Wednesday, January 14, 2009

Please don't throw it on the fire: it's a library book - more of Hugo's Condemned Man

The story so far: in 1829 Victor Hugo wrote and published The Last Day of a Condemned Man as a protest against capital punishment. In 1832, he republished the story, adding a fiery preface that included grisly tales of malfunctioning guillotines and calls for prison reform.

But just a month or two after initial publication, back in 1829, Hugo had already added a sort of preface, one of the strangest I've ever seen. It's an 8 page play titled "A Comedy about a Tragedy". Characters include The Elegiac Poet, The Fat Gentleman, and The Philosopher. They debate the merits of the latest novel:

"The Ladies: Which novel is that?

The Fat Gentleman: Enough, sir, I know the one you mean. The title alone grates on my nerves.

Madame de Blinval: And on mine. It's a dreadful book. I have it here.

The Ladies: Oh, do let us see.

[The book is passed from hand to hand.]

Somebody [reading aloud]: The Last Day of a...

The Fat Gentleman: Madam, I beg of you!

Madame de Blinval: Quite so; it is a shocking book, a book that gives you bad dreams and makes you feel quite ill.

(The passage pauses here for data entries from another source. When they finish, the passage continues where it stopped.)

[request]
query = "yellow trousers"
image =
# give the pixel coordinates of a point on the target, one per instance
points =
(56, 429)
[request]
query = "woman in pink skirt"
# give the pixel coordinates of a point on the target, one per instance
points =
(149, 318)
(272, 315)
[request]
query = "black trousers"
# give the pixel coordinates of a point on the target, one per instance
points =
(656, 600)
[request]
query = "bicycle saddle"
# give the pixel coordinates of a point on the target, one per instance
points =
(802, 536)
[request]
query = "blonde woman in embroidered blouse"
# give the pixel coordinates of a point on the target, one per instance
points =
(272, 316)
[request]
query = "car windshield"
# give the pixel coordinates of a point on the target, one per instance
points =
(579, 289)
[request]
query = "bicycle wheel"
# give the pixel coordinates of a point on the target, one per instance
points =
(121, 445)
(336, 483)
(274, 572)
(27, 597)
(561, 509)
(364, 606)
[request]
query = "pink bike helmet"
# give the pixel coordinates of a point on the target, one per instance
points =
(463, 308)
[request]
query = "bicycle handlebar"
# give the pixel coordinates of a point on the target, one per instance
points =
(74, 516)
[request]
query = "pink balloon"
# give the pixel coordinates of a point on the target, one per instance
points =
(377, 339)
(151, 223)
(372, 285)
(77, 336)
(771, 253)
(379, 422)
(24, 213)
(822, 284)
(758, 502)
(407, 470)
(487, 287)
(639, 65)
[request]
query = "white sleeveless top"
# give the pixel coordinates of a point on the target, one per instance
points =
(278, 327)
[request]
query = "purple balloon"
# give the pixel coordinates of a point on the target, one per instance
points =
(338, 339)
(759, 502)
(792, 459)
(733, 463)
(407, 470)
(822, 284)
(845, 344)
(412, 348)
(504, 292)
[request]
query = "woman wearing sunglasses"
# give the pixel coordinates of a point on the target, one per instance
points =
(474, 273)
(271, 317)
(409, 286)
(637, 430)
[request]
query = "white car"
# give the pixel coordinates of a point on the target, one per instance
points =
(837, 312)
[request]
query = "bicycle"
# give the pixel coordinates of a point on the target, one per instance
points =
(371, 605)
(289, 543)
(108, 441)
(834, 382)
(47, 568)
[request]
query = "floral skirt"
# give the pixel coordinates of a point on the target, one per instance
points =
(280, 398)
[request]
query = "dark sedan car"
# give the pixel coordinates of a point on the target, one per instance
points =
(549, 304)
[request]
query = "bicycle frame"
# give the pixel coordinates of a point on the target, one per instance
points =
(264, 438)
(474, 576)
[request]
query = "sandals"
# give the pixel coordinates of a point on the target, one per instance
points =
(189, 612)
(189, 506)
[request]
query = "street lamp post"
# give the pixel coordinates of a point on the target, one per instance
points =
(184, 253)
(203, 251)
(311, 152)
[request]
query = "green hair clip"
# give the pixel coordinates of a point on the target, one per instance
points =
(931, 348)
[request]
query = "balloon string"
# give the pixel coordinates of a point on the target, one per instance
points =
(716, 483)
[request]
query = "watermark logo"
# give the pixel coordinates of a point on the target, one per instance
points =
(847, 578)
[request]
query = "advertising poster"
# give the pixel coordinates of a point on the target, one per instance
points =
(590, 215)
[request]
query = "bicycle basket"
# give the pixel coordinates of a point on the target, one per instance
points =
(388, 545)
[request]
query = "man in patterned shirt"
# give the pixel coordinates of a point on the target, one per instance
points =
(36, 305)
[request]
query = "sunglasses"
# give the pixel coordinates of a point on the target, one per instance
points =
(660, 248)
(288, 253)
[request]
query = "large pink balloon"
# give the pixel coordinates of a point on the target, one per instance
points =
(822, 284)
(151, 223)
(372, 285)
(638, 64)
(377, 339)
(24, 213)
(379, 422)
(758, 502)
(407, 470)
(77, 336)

A Lady [aside]: I must read it."

Hugo gleefully skewers the idiots: the poet who wants to be Romantic, but not too Romantic; the lawyer who worries that the book will influence juries and undermine the social fabric; the reader who doesn't want to read about anything depressing; the philosopher who says that "[t]he subject required cogent debate", and "[a] play or a novel prove nothing." Hey, that one is me! Hugo is mocking me. My feelings are hurt. And at the end, the Philosopher is mostly concerned about whether there will be food at the party. That's also me.

I first supposed that this preface would be too topical, made up too much of inside jokes. On the contrary. The caricatures and reactions are instantly recognizable and still with us. The jokes are funny. The whole company has finished taking turns attacking Hugo:

"Ergaste: Oh, the vile book!

Madame de Blinval: Please don't throw it on the fire: it's a library book.

The Chevalier: Let's speak of the good old days. Everything has gone downhill since, both taste and standards. Do you remember what it was like in our days, Madame de Blinval?

Madame de Blinval: No, sir, I don't."

I know, it's just a joke in the "never mention a lady's age" genre. I have the highest respect for writers who, however serious their purpose, can't resist going for the joke. Always go for the joke.


  1. Sounds fun. I usually save the introduction/preface until after I have read the book. So many introductions, even ones by the author, are useless.

  2. Now this book has two prefaces by Hugo, one at the beginning and one that got bumped to the end. Plus, the Hesperus Press edition has two introductions and an afterword, each by a different person. Sort of amusing.

  3. You're right -- this little play is absolutely great. I love the self-reflexivity of it, and also the wonderful humor.